Раскопав серебристую шкатулку для драгоценностей Hello Kitty, я опять ахаю.
— Она же моя! — взвизгиваю я, отчего Спенсер взрывается хохотом. — Я чуть с ума не сошла, когда она потерялась. Зачем вы стащили и закопали ее?
Поднявшись на ноги, я смахиваю со своей старой реликвии землю. Я не видела ее так давно, что она кажется волшебной, покоясь в моих руках.
— Нам была нужна такая штуковина, куда не смогли бы пробраться жуки. Это единственное, что у нас получилось найти. Мы же не виноваты, что ты оставила ее в игровом домике.
Посмеиваясь себе под нос, я представляю, как однажды ночью, когда Уэс остался у Спенсера на ночевку, они пробрались в домик на дереве, чтобы похитить мою шкатулку и спрятать в ней какое-то таинственное сокровище.

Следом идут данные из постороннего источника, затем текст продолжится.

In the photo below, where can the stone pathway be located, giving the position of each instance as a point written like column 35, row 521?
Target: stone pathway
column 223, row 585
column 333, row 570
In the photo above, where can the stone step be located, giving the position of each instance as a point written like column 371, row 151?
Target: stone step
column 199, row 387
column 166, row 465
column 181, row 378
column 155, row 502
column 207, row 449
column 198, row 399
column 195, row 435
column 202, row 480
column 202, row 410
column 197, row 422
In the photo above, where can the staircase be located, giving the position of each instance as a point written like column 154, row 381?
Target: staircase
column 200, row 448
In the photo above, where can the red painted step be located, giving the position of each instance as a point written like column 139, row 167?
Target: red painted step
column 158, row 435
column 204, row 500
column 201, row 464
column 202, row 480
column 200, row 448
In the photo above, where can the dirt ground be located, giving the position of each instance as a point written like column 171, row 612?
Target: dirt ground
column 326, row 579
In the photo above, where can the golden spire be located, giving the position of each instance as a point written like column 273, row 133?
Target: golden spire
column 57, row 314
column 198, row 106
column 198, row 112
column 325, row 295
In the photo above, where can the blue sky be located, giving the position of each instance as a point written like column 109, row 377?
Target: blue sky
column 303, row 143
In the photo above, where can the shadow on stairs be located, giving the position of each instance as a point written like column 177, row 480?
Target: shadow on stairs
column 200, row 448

— Нет! Не открывай! — кричит Спенсер, когда я берусь за крошечную защелку. Он пытается отобрать шкатулку, но его руки проходят сквозь нее.
Я отвечаю на его отчаянный взгляд коварной усмешкой.

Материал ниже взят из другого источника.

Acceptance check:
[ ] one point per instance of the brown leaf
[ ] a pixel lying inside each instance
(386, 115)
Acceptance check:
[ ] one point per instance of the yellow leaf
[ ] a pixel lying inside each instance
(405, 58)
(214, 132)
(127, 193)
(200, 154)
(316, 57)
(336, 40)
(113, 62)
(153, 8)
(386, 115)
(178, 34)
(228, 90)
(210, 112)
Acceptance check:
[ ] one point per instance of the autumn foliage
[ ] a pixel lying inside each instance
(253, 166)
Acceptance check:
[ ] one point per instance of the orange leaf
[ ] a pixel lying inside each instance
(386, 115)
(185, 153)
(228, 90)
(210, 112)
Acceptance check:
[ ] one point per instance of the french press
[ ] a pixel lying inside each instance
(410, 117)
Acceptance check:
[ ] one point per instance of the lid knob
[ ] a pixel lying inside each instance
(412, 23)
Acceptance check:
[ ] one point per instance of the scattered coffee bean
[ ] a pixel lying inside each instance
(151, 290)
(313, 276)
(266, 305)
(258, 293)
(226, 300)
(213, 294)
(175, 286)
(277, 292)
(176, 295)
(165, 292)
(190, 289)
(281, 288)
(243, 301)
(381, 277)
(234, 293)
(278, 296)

— Похоже, ты не в силах остановить меня.
— Бэйли Мари Аткинсон, ты не посмеешь!
Соблазн заглянуть в нее очень велик. Однако, если он правда против, я не стану этого делать. Тем не менее, я подношу шкатулку к уху, слегка встряхиваю и слышу, как внутри гремят какие-то небольшие предметы.
— О-о, звучит интригующе.
— Бэйли, серьезно. Тебе нельзя смотреть, что там внутри.
Он только распаляет мое любопытство.
— Почему? Что там? Еще мои вещи, которые вы с Уэсом украли?
— Это капсула времени, ясно? Мы с Уэсом положили туда кучу глупых вещичек, но это личное.
Такая секретность просто убивает меня. Что, черт возьми, двенадцатилетние Спенсер и Уэс могли положить в украденную шкатулку и закопать, если это смущает его до такой степени, что мне даже нельзя заглянуть внутрь?
— Это моя шкатулка, и вы закопали ее у меня во дворе. Я имею право хотя бы одним глазком посмотреть, что внутри.
— Ну ладно тебе, там суперсекретные мужские штучки. Девушкам видеть запрещено. Пообещай, что не станешь ее открывать.
Спенсер искренне встревожен тем, что я загляну внутрь. Подпрыгивая на носочках, он машет руками в бесплодных попытках вырвать шкатулку и смотрит на меня умоляющим взглядом. Ничего милее я в жизни не видела и потому, конечно, смягчаюсь.
— Хорошо. Обещаю. Но зачем ты сказал ее выкопать, если я не увижу, что в ней?
Спенсер с облегчением выдыхает.
— Потому что тебе нужны доказательства, что я настоящий, а Уэсу нужно то, что в шкатулке.
При напоминании Спенсера о доказательствах правда наконец-то проникает в мой разум.
Шкатулка выскальзывает из моих пальцев, а глаза начинают блестеть. Спенсер был прекрасен и прежде, но теперь, когда я знаю, что это действительно он — что он правда-правда стоит передо мной, — он поистине ослепителен. Спенсер — мечта, которая вырвалась из моего сердца и воплотилась в реальность. Я начинаю дрожать, и у меня еле-еле получается вымолвить:
— Спенсер?
Он улыбается, радуясь, что я наконец-то поверила, однако в его взгляде столько тоски, что мое сердце обжигает яростной болью.
— Привет, детка, — мягко шепчет он сквозь ветерок, и его голос дрожит. — Я так сильно по тебе скучаю.
У меня щиплет в глазах, но в то же время от счастья я словно парю. Я удерживаю рыдания в груди, и они вырываются придушенным смехом.
— Я по тебе тоже. Ужасно. Поверить не могу в то, что ты здесь.
Я протягиваю руку, чтобы прикоснуться к нему. Желание ощутить его почти причиняет мне боль.
Спенсер тоже поднимает ладонь и останавливает ее в миллиметре от моей кожи. Я знаю, что ничего не почувствую, но все равно проталкиваю пальцы сквозь его бесплотную руку.